During the pandemic of 2020, Valera teamed up with rock 'n roll's premier lighting director Cosmo Wilson. Together they have chronicled the continued memoirs from Wilson's more than 40 years in the music industry. Lighting for millions of fans, such artists as AC/DC, Aerosmith, Foreigner, Rolling Stones and dozens more.

Valera is a pilot and aviation enthusiast has been invited to speak on topics of his books and aviation. Valera served for two years as Co-Programs Director of the Gulf Coast Writers Association in Southwest Florida.
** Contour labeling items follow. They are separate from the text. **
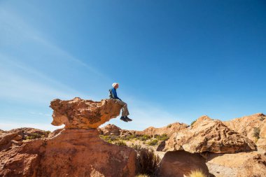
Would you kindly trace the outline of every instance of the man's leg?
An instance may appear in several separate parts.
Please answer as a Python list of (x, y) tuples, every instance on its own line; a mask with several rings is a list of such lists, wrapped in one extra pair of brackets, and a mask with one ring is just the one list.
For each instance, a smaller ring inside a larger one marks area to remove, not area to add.
[(130, 115), (130, 112), (127, 109), (127, 104), (121, 100), (116, 100), (117, 103), (122, 106), (122, 116), (127, 116)]

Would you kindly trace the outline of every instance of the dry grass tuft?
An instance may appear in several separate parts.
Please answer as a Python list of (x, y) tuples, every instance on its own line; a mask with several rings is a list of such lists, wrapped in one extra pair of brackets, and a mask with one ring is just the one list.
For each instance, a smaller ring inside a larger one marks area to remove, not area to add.
[(206, 177), (200, 169), (192, 171), (189, 174), (188, 177)]
[(135, 177), (150, 177), (150, 176), (146, 174), (138, 174)]

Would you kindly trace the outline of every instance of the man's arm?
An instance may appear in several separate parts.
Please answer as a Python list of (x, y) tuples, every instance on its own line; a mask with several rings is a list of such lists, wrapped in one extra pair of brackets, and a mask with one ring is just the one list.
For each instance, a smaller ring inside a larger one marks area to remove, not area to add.
[[(119, 99), (119, 100), (121, 100), (118, 97), (118, 94), (116, 94), (116, 90), (115, 88), (112, 89), (112, 91), (113, 91), (113, 97), (115, 99)], [(121, 100), (122, 101), (122, 100)]]

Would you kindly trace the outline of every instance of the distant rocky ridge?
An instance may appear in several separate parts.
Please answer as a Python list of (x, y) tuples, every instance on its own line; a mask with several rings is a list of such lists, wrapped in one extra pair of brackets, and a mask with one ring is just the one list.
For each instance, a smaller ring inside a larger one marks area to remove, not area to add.
[[(191, 170), (201, 169), (209, 176), (255, 177), (264, 176), (266, 173), (265, 151), (256, 151), (256, 145), (266, 146), (261, 135), (263, 131), (257, 141), (253, 134), (254, 128), (265, 127), (264, 118), (264, 114), (257, 113), (235, 119), (238, 121), (237, 127), (242, 132), (234, 127), (229, 128), (227, 125), (234, 125), (230, 121), (221, 122), (206, 115), (198, 118), (192, 126), (173, 124), (174, 127), (177, 125), (174, 132), (167, 129), (171, 125), (132, 131), (108, 125), (101, 129), (105, 135), (122, 137), (127, 134), (169, 135), (169, 140), (162, 142), (164, 143), (162, 149), (167, 153), (162, 160), (159, 176), (183, 176)], [(109, 130), (112, 133), (108, 133)]]

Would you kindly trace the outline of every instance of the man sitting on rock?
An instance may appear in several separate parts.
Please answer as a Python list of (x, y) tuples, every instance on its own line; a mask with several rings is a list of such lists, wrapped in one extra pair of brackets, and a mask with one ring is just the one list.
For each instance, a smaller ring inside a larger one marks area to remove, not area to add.
[(118, 94), (116, 94), (116, 89), (118, 88), (118, 83), (113, 83), (113, 88), (109, 90), (109, 97), (110, 99), (115, 99), (115, 102), (121, 105), (122, 107), (122, 117), (120, 120), (125, 122), (132, 121), (132, 119), (130, 119), (127, 115), (130, 115), (127, 109), (127, 105), (126, 103), (122, 101), (120, 98), (118, 98)]

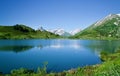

Valera assisted with the four-time Emmy awarded special with host Nick Emmons on "Reflect on D-Day 75 Years Later" on NBC.

He has hosted a TV mini-series program that discusses WWII veterans life stories.

Valera's documentary My Father's War: Memories from Our Honored WWII Soldiers received an Award of Merit from the Accolade Global Film Competition in 2018.

In 2026, Valera completed My Father's War: Memories from Our Honored WWII Soldiers, an 80-minute documentary based on his book of the same name. The film features nine World War II veterans recounting their experiences in their own words. The documentary premiered in Massachusetts on the anniversary of D-Day and later received a one-show-only screening in Cape Coral, Florida.

== Bibliography ==

- My Father's War: Memories from Our Honored WWII Soldiers (2016; second edition, 2026)
- A Military Mustang: The Extraordinary Life of Captain John W. Arens

== Filmography ==

- My Father's War: Memories from Our Honored WWII Soldiers (2026)

== Awards ==

- Award of Merit, Accolade Global Film Competition (2018), for My Father's War: Memories from Our Honored WWII Soldiers

== Media appearances ==

Valera has appeared on NBC Boston and NECN programs discussing World War II history and veterans’ stories.

In 2026, he was interviewed by WGCU Public Media regarding the documentary ‘‘My Father’s War: Memories from Our Honored WWII Soldiers’’ and its special screenings in Massachusetts and Florida.

Valera also volunteers his time a pilot, field director and media relations for AERObridge. A non-profit association of general aviation pilots that deliver supplies to areas effected by natural disasters.